Day: January 30, 2003

  • I shall do nothing to counter the near irrepressible wave of mounting hysterical realism other than embrace it.


       —nfp


    TO MAKE A DADAIST POEM


    Take a newspaper.
    Take some scissors.
    Choose from this paper an article of the length you want to make your poem.
    Cut out the article.
    Next carefully cut out each of the words that makes up this article and put them all in a bag.
    Shake Gently.
    Next take out each cutting one after the other.
    Copy conscientiously in the order in which they left the bag.
    The poem will resemble you.
    And there you are—an infinitely original author of charming sensibility, even though unappreciated by the vulgar herd.


       —Tristan Tzara, from 'Dada Manifesto on Free Love and Bitter Love', (c1920)


    . . . let us not lose sight of the fact that the idea of surrealism aims quite simply at the total recovery of our psychic force by a means which is nothing other than the dizzying descent into ourselves, the systematic illumination of hidden places and the progressive darkening of other places, the perpetual excursion into the midst of forbidden territory . . .


       —André Breton, from The Second Manifesto of Surrealism, 1930


       . . . It is only by making evident the intimate relation linking the two terms real and imaginary that I hope to break down the distinction, which seems to me less and less well founded, between the subjective and the objective. . . . I intend to justify and advocate more and more choice of a lyric behaviour such as it is indispensable to everyone, even if for only an hour of love, such as surrealism has tried to systematize it, with all possible predictive force.

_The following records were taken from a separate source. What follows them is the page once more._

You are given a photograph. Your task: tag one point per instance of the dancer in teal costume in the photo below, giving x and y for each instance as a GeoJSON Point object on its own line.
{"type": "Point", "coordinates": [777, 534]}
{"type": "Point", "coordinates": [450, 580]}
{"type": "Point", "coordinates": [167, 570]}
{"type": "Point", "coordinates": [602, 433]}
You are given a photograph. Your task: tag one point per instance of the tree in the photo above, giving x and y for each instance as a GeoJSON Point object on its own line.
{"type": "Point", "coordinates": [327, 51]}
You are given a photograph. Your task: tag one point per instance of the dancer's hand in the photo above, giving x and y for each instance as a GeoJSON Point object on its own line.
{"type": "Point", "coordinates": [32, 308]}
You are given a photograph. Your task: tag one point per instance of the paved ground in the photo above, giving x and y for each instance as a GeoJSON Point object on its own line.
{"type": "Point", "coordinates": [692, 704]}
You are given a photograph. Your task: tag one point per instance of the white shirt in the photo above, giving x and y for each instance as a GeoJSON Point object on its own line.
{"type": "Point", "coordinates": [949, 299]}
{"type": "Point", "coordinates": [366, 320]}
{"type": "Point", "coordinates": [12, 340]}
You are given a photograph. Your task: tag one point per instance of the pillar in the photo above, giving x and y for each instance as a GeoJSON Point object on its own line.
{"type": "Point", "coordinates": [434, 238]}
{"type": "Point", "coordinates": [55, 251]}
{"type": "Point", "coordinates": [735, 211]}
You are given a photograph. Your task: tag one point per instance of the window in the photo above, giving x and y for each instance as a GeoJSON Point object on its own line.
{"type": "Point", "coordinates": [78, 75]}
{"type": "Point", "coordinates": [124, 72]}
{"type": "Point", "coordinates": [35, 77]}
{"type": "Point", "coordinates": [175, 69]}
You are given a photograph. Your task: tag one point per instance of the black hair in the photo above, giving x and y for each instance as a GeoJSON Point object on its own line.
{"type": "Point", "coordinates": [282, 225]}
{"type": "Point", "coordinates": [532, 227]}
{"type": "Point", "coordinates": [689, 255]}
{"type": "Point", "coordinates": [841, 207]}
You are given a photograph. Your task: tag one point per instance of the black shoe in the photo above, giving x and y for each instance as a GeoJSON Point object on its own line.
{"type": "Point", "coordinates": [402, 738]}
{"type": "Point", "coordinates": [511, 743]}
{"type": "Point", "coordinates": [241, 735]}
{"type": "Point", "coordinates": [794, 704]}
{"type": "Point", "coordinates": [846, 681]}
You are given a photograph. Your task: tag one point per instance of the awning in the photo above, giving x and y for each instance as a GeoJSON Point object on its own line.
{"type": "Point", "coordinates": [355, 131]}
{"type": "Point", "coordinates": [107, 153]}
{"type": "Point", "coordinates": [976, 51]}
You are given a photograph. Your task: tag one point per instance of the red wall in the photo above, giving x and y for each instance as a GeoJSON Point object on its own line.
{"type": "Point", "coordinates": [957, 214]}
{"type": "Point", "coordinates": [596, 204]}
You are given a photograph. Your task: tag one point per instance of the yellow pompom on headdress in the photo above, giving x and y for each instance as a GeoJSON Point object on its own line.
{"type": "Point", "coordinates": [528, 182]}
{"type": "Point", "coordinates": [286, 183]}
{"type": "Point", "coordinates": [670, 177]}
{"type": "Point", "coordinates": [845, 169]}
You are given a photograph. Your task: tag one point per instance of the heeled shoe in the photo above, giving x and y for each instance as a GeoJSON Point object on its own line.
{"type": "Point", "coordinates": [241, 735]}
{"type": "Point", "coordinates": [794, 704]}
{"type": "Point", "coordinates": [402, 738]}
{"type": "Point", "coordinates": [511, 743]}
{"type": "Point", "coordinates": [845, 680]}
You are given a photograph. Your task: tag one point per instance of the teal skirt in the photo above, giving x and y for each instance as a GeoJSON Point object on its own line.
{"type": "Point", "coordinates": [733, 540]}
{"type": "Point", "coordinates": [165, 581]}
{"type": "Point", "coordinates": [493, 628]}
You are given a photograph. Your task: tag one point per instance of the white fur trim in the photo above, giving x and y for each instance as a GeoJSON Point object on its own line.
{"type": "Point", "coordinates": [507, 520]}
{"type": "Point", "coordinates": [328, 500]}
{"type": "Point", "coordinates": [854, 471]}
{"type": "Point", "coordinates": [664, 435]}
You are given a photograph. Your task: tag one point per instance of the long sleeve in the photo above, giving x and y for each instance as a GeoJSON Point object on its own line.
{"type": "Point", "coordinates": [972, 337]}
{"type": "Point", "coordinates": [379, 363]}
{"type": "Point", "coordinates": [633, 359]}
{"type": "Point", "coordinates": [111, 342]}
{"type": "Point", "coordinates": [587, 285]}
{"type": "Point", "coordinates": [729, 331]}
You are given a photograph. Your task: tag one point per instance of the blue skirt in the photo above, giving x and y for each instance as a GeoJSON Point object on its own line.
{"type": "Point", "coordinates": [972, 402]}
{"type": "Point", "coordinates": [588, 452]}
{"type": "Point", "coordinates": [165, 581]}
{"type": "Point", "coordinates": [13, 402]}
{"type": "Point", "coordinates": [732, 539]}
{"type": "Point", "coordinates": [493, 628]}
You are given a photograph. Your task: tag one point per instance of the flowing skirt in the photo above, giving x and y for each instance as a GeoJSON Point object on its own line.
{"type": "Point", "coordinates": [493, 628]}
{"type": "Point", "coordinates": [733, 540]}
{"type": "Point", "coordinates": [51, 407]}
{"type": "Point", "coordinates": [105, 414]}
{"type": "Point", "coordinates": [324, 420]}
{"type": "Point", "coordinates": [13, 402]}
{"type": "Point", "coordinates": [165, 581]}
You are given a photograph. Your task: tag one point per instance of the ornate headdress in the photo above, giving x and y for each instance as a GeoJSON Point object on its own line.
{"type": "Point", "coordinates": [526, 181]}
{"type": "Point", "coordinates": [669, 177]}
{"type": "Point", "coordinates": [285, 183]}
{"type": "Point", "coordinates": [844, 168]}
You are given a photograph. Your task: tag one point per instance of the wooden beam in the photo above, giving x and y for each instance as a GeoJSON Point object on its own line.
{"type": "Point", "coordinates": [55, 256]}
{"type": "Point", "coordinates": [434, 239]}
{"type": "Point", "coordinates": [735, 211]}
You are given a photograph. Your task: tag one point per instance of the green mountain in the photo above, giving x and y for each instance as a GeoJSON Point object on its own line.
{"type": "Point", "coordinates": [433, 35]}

    . . . What is strangest is inseparable from love, presiding over its revelation in individual as well as in collective terms. Man's and woman's sexual organs are attracted to each other like a magnet only through the introduction between them of a web of uncertainties ceaselessly renewed, a real unloosing of hummingbirds which would have gone to hell to have their feathers smoothed. . . We will never have done with sensation.